Memories of Nostalgia
(Business Standard) Nilanjana S Roy
Nostalgia is over the hill where Loutolim’s lone leopard occasionally prowls, across the highway from Mr Rebello’s blue-and-yellow house (do not jump the wall without permission) and past the Raia Church. These directions are perfect for locating this shrine to one man’s passion for Goan cuisine.
Chef Fernando passed away at the age of 57, in 2010, and his wife Margarida now holds fort, her splendidly hospitable presence sweeping between the tables and the long, clean narrow kitchen at the back of the restaurant. But tucked away in the office behind the cheerfully kitschy bar are the recipes that he had gathered over the years. It’s the collective memory of the households and kitchens of Goa, the humblest pickles and everyday Konkan vegetarian dishes holding their own beside prawn meat-cakes and complex pork dishes.
From the clean simplicity of food at the shacks to the gorgeously inventive food at places like La Plage, Bomra’s and Thalassa, the excellence of the average Goan home kitchen guarantees high standards elsewhere. Nostalgia, though, is special; in this large, comfortable restaurant in Salcette far away from the beaches, Fernando was preserving the old Goan classics, without frills, without reinvention.
The menu is a poem. Alongside the usual trinity — pork sorpotel, shark ambotik, chicken cafreal — Nostalgia also offers caldo verde, a delicate Portuguese soup, veggie classics like toratchi uditmethi and ambadechem khoromb, and unusual village-style dishes like pork solantulem, cooked with dried mango and kokum. The golden-red prawn curry sings of fresh-ground spices, the fresh green bhindi in perfect counterpart to prawns cooked to tender perfection. One taste, and despite the disappointing rissoles we’d ordered as our first course, I know that all is well with Nostalgia.
Over the next few days, we climb the hill again and again, drawn back to Fernando’s legacy.
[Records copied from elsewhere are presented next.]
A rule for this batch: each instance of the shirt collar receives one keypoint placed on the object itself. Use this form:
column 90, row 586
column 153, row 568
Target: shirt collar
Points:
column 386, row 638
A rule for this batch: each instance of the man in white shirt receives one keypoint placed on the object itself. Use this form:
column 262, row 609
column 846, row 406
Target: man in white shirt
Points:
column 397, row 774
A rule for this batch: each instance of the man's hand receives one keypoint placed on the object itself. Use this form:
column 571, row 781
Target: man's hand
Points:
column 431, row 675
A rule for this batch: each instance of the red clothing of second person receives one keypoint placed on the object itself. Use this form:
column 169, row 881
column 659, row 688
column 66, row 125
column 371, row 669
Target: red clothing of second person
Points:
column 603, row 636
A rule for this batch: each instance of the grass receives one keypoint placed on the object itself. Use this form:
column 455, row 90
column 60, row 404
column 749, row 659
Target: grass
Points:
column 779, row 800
What he was trying to capture is increasingly elusive; the old recipes are being forgotten; many restaurants do not offer pork or beef any longer in deference to tourist tastes. Pancakes and tandoori chicken are drowning out the classic, simple menus of the shacks, and overfishing has taken its toll, too.
One night, a Goan family comes over to Nostalgia to celebrate someone’s birthday, and we eat our beef xacuti and kingfish fry to the sound of a jazzman playing How High The Moon and Baila, as local dancers break out their best moves on the floor. Margarida stops by to tell us we can’t walk back home, it’s too late, so one of her boys will give us a ride on his bike. As I walk past Fernando’s collection of antique cooking pots and glass-stoppered soda bottles, an old gentleman grabs me and twirls me around the floor once, and someone else from the family pops a light-as-air fish fofo in my mouth.
Nostalgia attracts tourists, but this is what it really is — the place where the locals come to let their hair down, and to eat the way their grandparents once did. Across Goa, about one-and-a-half hours from Ambora, we have a date with a man who’s doing it exactly the opposite way, taking familiar home-style dishes and transforming them in dazzling, utterly original ways; but Baumra Jap’s story will keep for another column. Tonight, as the saxophonist breaks into Desafinado, and we tackle a perfect pomfret, Nostalgia is the only place I want to be.